Among 445 of 4,795 patients testing positive for AChR-IgG during the study period, 83 were excluded (insufficient information). Of 362 AChR-IgG-positive patients included, 50 (13.8%) were designated as nonmyasthenic. The PPV and specificity were 86.2% (95% CI 82.2-89.6) and 98.9% (95% CI 98.5-99.2), respectively. Alternative diagnoses in nonmyasthenic patients included ophthalmologic diseases (n = 8), rheumatic diseases (n = 7), pseudoptosis (n = 5), myopathy (n = 4), functional disorders (n = 3), cranial nerve palsy (n = 2), parkinsonism (n = 2), demyelinating diseases (n = 2), and others (n = 17). Compared with patients with MG, nonmyasthenic patients were younger (median age 65 [range 7-91] vs 38 [range 5-80] years), more frequently female (155/312 [49.8%] vs 37/50 [74%]), had lower AChR-IgG titers (median 6 [range 0.5-28] vs 0.7 [range 0.5-5.5] nmol/L), and were more likely to become seronegative on subsequent tests (9/120 [8%] vs 6/11 [55%]). After stratification by titer ≥1 nmol/L, the PPV increased to 96.6% (95% CI 94-98.3). Serum of 7 nonmyasthenic patients was retested by CBA, giving negative results (n = 6) or selective positivity against the fetal AChR isoform (n = 1).

DISCUSSION

False AChR-IgG positivity may occur in clinical practice with RIPA and associates with low antibody titer. Caution is needed when titers between 0.5 and 0.9 nmol/L are detected in low-probability situations because failure to recognize false antibody positivity may lead to misdiagnosis and inappropriate treatments.

摘要

背景与目的

放射免疫沉淀法(RIPA)是检测重症肌无力(MG)患者乙酰胆碱受体(AChR)-免疫球蛋白G(IgG)的金标准,据报道其特异性约为99%。

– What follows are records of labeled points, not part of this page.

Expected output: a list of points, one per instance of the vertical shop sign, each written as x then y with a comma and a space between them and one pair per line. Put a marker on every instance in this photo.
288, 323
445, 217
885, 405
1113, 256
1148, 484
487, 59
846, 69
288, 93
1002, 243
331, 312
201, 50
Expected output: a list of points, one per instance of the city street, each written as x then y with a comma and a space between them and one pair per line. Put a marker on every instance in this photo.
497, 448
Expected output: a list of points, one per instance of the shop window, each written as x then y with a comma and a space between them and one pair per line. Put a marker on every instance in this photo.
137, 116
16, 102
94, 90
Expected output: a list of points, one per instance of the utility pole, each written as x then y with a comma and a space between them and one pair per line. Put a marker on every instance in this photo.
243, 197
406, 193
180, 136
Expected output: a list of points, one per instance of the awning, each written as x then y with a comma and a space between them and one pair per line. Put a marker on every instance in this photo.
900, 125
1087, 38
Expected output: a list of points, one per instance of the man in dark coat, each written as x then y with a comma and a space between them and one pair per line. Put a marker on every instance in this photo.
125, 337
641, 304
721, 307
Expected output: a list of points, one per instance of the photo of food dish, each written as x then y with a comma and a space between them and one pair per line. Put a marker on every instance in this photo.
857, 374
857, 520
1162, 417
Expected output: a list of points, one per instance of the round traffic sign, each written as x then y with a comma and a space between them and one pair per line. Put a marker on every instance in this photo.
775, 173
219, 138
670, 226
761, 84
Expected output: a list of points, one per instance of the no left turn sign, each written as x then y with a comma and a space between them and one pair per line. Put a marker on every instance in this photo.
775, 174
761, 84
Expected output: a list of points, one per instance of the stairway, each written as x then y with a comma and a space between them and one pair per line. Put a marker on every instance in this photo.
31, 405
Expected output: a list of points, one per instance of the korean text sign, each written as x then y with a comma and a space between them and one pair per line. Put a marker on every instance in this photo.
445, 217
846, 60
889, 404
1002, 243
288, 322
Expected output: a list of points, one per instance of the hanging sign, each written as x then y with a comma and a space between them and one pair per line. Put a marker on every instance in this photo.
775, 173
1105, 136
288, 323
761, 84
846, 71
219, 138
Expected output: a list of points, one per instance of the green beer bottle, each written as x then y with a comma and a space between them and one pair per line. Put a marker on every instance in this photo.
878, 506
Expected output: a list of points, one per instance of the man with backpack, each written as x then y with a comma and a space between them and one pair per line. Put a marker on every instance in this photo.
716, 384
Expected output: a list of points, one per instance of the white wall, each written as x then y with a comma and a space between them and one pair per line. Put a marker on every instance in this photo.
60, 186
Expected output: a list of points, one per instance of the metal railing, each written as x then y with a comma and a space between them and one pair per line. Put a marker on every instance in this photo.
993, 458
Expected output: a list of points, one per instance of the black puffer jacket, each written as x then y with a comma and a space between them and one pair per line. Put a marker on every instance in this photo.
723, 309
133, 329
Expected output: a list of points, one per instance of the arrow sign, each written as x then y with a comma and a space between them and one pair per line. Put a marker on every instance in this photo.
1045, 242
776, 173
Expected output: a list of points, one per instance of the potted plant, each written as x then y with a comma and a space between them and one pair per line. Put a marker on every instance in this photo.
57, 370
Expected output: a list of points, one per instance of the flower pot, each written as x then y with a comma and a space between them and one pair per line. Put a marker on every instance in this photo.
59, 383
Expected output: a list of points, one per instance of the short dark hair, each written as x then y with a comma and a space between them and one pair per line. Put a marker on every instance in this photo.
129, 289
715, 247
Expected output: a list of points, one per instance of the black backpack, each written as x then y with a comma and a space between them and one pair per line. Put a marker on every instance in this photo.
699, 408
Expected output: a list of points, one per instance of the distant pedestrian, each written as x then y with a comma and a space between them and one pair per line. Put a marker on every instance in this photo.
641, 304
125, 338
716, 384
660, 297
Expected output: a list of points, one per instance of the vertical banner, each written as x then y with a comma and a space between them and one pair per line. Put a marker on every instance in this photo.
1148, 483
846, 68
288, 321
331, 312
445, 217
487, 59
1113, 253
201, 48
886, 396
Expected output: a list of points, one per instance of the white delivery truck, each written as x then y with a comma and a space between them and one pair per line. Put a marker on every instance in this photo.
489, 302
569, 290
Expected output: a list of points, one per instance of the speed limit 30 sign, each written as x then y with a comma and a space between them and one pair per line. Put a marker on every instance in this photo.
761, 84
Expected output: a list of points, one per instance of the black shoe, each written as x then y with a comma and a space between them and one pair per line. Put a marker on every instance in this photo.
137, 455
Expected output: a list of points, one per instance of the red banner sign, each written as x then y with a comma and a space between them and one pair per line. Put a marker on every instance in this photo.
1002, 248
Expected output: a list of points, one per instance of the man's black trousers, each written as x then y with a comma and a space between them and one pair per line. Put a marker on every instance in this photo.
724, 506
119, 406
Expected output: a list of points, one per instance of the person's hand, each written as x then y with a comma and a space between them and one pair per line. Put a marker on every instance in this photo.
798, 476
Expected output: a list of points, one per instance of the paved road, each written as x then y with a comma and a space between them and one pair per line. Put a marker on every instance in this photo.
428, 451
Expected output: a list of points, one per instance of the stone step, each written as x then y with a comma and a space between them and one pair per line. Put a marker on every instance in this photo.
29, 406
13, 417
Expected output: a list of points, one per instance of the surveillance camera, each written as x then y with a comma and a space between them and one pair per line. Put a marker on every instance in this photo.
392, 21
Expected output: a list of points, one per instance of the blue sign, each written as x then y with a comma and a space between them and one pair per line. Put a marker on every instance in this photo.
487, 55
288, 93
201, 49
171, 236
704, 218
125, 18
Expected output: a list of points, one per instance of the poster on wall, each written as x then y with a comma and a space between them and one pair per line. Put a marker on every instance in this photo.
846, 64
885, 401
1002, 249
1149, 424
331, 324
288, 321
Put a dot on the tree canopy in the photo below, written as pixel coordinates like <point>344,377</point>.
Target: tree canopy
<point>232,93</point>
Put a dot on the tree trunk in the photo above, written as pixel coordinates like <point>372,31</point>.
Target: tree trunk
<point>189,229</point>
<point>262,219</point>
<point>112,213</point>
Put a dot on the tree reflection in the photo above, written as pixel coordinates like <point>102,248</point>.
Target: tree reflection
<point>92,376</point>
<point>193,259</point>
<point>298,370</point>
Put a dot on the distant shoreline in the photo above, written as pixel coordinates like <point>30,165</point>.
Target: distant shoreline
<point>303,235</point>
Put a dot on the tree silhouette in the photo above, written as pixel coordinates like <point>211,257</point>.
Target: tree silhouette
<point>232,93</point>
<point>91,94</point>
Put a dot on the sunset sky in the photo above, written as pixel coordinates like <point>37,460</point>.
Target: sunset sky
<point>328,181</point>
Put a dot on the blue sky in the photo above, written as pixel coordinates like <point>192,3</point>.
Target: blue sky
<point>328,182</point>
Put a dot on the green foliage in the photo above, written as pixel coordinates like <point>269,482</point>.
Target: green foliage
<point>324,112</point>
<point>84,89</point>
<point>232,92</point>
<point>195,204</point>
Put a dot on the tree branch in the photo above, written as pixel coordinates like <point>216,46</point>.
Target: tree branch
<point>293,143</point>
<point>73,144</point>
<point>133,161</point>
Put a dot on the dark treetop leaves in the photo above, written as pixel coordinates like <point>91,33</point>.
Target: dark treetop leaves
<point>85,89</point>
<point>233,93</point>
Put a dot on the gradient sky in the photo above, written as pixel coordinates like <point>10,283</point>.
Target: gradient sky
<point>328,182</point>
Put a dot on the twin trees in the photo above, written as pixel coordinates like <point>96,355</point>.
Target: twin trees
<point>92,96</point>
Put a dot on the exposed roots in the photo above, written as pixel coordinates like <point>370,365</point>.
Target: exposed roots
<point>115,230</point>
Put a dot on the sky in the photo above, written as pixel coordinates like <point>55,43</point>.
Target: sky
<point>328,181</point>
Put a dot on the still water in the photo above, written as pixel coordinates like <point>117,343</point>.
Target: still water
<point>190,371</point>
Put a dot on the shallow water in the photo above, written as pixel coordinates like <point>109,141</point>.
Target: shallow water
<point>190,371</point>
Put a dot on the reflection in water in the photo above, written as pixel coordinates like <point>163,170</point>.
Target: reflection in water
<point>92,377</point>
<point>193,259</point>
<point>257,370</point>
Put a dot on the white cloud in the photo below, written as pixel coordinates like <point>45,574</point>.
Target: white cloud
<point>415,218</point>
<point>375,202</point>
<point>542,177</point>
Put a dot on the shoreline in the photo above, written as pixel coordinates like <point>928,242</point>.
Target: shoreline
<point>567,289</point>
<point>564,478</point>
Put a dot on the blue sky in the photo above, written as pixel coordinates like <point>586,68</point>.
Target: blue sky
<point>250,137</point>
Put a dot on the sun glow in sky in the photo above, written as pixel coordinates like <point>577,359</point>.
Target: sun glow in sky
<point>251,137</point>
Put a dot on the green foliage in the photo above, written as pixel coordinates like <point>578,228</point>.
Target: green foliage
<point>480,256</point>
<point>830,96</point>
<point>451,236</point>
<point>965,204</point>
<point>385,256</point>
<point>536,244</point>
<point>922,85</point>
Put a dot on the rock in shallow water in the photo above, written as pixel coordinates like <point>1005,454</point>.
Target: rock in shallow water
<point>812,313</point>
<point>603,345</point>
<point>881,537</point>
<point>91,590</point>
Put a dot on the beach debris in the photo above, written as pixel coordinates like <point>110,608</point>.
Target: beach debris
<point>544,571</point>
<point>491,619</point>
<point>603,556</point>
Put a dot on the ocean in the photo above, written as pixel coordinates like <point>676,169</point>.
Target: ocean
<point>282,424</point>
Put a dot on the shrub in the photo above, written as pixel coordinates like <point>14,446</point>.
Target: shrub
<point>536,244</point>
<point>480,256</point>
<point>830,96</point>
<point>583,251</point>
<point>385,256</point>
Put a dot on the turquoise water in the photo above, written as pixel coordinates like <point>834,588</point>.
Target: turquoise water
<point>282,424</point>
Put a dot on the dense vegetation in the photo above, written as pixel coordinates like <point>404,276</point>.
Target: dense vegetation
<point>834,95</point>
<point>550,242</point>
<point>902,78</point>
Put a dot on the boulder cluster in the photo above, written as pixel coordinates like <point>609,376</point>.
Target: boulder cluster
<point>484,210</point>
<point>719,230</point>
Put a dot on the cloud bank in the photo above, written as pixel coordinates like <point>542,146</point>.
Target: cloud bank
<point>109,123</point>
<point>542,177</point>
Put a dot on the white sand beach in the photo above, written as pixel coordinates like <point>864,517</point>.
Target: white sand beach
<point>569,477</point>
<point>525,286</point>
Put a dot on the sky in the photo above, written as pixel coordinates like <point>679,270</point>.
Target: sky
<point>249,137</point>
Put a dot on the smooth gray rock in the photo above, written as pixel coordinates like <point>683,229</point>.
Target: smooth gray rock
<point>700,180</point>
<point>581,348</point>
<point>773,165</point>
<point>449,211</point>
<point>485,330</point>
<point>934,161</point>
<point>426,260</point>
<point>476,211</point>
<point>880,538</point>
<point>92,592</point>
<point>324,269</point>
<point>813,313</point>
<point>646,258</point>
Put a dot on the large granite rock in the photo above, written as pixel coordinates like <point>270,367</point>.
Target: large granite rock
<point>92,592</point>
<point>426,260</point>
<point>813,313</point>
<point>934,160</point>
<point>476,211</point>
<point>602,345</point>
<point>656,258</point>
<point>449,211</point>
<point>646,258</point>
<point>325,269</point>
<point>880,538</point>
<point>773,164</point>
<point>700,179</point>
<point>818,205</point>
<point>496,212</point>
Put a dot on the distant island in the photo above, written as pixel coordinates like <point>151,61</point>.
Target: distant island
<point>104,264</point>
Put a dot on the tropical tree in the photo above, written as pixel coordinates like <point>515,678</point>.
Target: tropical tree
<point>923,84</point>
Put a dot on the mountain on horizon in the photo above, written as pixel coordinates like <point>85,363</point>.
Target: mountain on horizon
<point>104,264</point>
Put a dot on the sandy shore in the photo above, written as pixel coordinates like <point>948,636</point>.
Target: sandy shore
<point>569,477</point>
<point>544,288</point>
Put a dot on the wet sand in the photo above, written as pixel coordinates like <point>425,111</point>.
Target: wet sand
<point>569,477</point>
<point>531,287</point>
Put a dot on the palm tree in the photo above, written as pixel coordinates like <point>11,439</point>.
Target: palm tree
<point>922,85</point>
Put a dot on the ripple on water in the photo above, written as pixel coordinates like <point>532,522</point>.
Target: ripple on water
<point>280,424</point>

在临床实践中,“假”AChR-IgG阳性的风险通常被认为可以忽略不计,尽管关于大型真实人群的数据很少。本研究的目的是在一大群疑似MG患者中确定RIPA检测AChR-IgG的阳性预测值(PPV)和假阳性风险。

方法

我们回顾性确定了在20年期间(2003 - 2022年)于萨萨里大学医院连续接受RIPA检测AChR-IgG的患者(n = 4795)。两名研究人员对AChR-IgG阳性患者(滴度≥0.5 nmol/L)的病历进行了审查,以确定抗体假阳性的非MG病例,定义如下:(1)临床表型与MG不一致和/或(2)症状可由其他诊断更好地解释。比较了AChR-IgG阳性的MG患者和非MG患者的特征。对一部分非MG患者的样本进行了基于固定细胞的检测(CBA)复测。

结果

在研究期间4795例AChR-IgG检测呈阳性的患者中,有445例,其中83例被排除(信息不足)。在纳入的362例AChR-IgG阳性患者中,50例(13.8%)被判定为非MG。PPV和特异性分别为86.2%(95% CI 82.2 - 89.6)和98.9%(95% CI 98.5 - 99.2)。非MG患者的其他诊断包括眼科疾病(n = 8)、风湿性疾病(n = 7)、假性上睑下垂(n = 5)、肌病(n = 4)、功能性障碍(n = 3)、脑神经麻痹(n = 2)、帕金森综合征(n = 2)、脱髓鞘疾病(n = 2)以及其他(n = 17)。与MG患者相比,非MG患者更年轻(中位年龄65岁[范围7 - 91岁]对38岁[范围5 - 80岁]),女性更常见(155/312 [49.8%]对37/50 [74%]),AChR-IgG滴度更低(中位值6 [范围0.5 - 28]对0.7 [范围0.5 - 5.5] nmol/L),并且在后续检测中更有可能转为血清阴性(9/120 [8%]对6/11 [55%])。按滴度≥1 nmol/L分层后,PPV增至96.6%(95% CI 94 - 98.3)。对7例非MG患者的血清进行CBA复测,结果为阴性(n = 6)或对胎儿AChR亚型有选择性阳性(n = 1)。

讨论

在临床实践中,使用RIPA检测时可能会出现AChR-IgG假阳性,且与低抗体滴度相关。在低概率情况下检测到0.5至0.9 nmol/L之间的滴度时需要谨慎,因为未能识别抗体假阳性可能导致误诊和不适当的治疗。